Il me répon­dait cela avec une belle petite voix d’al­to et tou­jours avec son sérieux de pontife,

— Et tu es croisé ?

— Oui.

— Qui s’oc­cupe de la croi­sade, à Tournay ?

— C’est Made­moi­selle Lanespède.

— Et c’est elle qui vous a dic­té cela ?

— Oui, Monsieur.

— Mais pour­quoi as-tu bar­ré la prière au petit Jésus ?

— Parce que je m’é­tais trom­pé et c’est seule­ment l’of­frande qu’il fallait.

— Ah ! Ah ! Mais la , tu la fais la com­mu­nion spi­ri­tuelle ? Sais-tu ce que c’est ?

René prit un air qui vou­lait dire : Comme si à mon âge on ne sait pas ce que c’est que la com­mu­nion spi­ri­tuelle, et tout de suite :

Prie - Communie - Sacrifie toi - Sois Apotre

— C’est quand on dit au bon Jésus qu’on l’aime bien et qu’on serait content de faire la com­mu­nion, si on pouvait.

— Et tu l’as faite ta pre­mière Communion ?
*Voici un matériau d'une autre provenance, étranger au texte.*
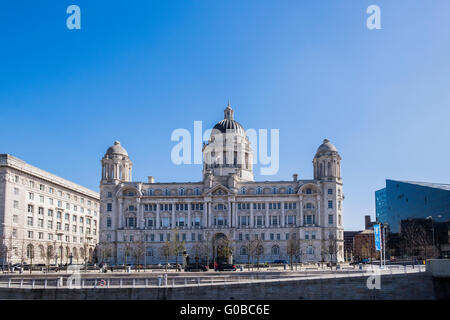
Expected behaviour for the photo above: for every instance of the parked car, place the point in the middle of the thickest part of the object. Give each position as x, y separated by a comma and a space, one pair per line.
226, 267
196, 267
280, 262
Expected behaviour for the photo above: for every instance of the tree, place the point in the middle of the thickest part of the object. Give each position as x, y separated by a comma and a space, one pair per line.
293, 249
165, 251
422, 240
250, 248
6, 249
75, 254
50, 254
207, 247
30, 255
197, 251
177, 246
106, 251
42, 254
324, 252
138, 250
127, 251
333, 247
225, 246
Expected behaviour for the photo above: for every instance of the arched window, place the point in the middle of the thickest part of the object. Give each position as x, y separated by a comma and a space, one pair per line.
275, 251
30, 251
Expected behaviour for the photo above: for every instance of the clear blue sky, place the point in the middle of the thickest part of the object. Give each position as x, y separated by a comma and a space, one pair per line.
137, 70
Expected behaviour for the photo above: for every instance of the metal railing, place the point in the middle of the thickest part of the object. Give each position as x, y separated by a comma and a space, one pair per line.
165, 280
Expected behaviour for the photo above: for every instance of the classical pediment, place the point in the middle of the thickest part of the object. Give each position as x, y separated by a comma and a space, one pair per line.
219, 190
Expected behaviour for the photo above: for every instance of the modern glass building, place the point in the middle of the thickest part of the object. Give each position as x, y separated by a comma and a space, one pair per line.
403, 200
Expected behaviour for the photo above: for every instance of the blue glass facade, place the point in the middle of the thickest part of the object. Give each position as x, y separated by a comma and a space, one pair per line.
402, 200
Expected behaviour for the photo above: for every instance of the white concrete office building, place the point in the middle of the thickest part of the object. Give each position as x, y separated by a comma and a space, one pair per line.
226, 204
44, 219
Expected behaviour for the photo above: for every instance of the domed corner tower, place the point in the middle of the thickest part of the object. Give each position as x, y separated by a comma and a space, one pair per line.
327, 171
327, 162
228, 150
116, 165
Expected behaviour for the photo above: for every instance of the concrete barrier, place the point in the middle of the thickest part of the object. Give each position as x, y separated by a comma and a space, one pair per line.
439, 268
393, 287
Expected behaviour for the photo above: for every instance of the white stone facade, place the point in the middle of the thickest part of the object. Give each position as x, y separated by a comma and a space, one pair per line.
227, 202
44, 219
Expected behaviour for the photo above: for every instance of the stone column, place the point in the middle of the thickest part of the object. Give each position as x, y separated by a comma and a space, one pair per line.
210, 219
229, 214
140, 214
235, 224
157, 216
173, 215
205, 215
121, 222
251, 215
318, 212
189, 216
301, 222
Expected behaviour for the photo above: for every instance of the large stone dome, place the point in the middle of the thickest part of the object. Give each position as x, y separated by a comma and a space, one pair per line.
325, 147
117, 149
228, 124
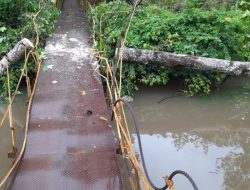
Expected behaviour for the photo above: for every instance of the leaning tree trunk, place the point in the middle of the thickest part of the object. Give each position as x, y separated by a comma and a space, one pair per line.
15, 54
186, 61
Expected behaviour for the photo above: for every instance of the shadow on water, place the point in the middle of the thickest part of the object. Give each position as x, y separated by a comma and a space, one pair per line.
19, 117
208, 137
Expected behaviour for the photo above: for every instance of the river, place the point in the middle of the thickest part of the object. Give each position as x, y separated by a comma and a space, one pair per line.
208, 137
19, 116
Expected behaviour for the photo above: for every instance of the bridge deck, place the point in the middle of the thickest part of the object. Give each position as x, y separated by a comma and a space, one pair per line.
69, 146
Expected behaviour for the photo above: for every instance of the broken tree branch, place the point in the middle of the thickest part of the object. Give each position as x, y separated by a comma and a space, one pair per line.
174, 60
15, 54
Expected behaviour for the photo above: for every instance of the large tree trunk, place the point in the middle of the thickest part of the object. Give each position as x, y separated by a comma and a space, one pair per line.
186, 61
15, 54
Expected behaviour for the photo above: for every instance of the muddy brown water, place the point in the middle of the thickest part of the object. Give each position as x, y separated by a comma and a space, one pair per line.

— Oui, fit-il, de la voix et du geste.

— Mais si tu es Croi­sé, tu dois faire des sacri­fices. Tu en fais ?

— Des fois.

— Com­bien en as-tu fait aujourd’hui ?

— Trois. (il n’é­tait pas neuf heures encore.)

— Et hier ?

— Onze.

— Quels sacri­fices que tu as faits ? Le plus gros ?

— Le plus gros ?… J’ai don­né mon grillon chanteur

— Ah ! tu as don­né ton grillon chanteur !

— Oui, à Petit-Louis. Il n’en avait pas, lui, un grillon chan­teur, alors il m’a dit : donne-moi ton grillon chan­teur ; mais moi je vou­lais pas parce que j’en avais qu’un. Alors il m’a dit : fais un , donne-moi ton grillon chan­teur… tu veux pas faire un sacri­fice ? Alors j’ai fait un sacri­fice et je lui ai don­né mon grillon chanteur.

À ce moment les cinq cochons, je ne sais piqués par quelle mouche, exé­cu­tèrent un mou­ve­ment d’en­semble et par­tirent dans une charge à fond. René, lais­sant ses sabots pour mieux cou­rir, par­tit lui aus­si, la gaule à la main, pour rame­ner ses ouailles au che­min du devoir.

Ma pro­me­nade avait assez duré et je revins sur mes pas l’es­prit plein des pro­pos de René Gaillou. Et je bénis­sais en moi-même, sans la connaître, cette demoi­selle Lanes­pède qui avait su semer si bien, jusque dans l’âme de ces petits gar­deurs de pour­ceaux, saint Vincent de Paul, enfant, gar­dait ceux de son père, — ces idées et ces goûts de sacri­fices et de Croi­sade. Ah ! si tous les petits enfants de France pou­vaient s’embarquer dans la vie avec cet idéal qui répond si bien au fond che­va­le­resque de notre race ! Si tous par­taient pour la Croi­sade ! Quel renou­veau pour demain ; quelles Pâques, quelles résur­rec­tions triomphantes !

Enfants adorant le Saint Sacrement

Le soir, à la tom­bée de la nuit, je me trou­vais en devant le repo­soir, le « tom­beau », avec tout le bon monde de Tour­nay, quand, devant moi, vint s’a­ge­nouiller, mené par sa maman, mon ami, René Gaillou. En pas­sant près de moi, il ne put s’empêcher de me glis­ser un gra­cieux sou­rire que de mon mieux je lui ren­dis. Un bon moment il demeu­ra à genoux, puis il s’as­sit sur une chaise basse. Et je m’i­ma­gi­nais l’en­fant repas­sant dans son esprit tous les sacri­fices de sa jour­née, bou­quet de fleurs des champs dont il mêlait le par­fum à celui des lilas blancs et des vio­liers pro­di­gués sur l’au­tel, aux cierges de cire blonde qui brû­laient en cré­pi­tant : Cœur de Jésus, par le Cœur Imma­cu­lé de Marie, aux inten­tions de la Croi­sade, je vous offre de tout mon petit cœur qui vous aime, les sacri­fices de ma jour­née : je me suis levé à l’heure pour aller gar­der mes cochons noirs et roses ; j’ai fait ma com­mu­nion sipi­ri­tuele ; j’ai obéi à mon papa et à ma maman ; j’ai man­gé toute ma soupe que j’ai­mais pas parce qu’il y avait du poi­reau dedans ; j’ai don­né mon grillon chan­teur à Petit-Louis, j’ai… j’ai…

À ce moment, les deux bras de René Gaillou glis­sèrent le long de son corps fluet, sa tête s’in­cli­na à droite puis à gauche… il était par­ti, par­ti pour de beaux rêves où il y avait sans doute des sacri­fices, des grillons chan­teurs, des Croi­sades, et les queues en tire-bou­chon de ses… ani­maux qui se nour­rissent de glands.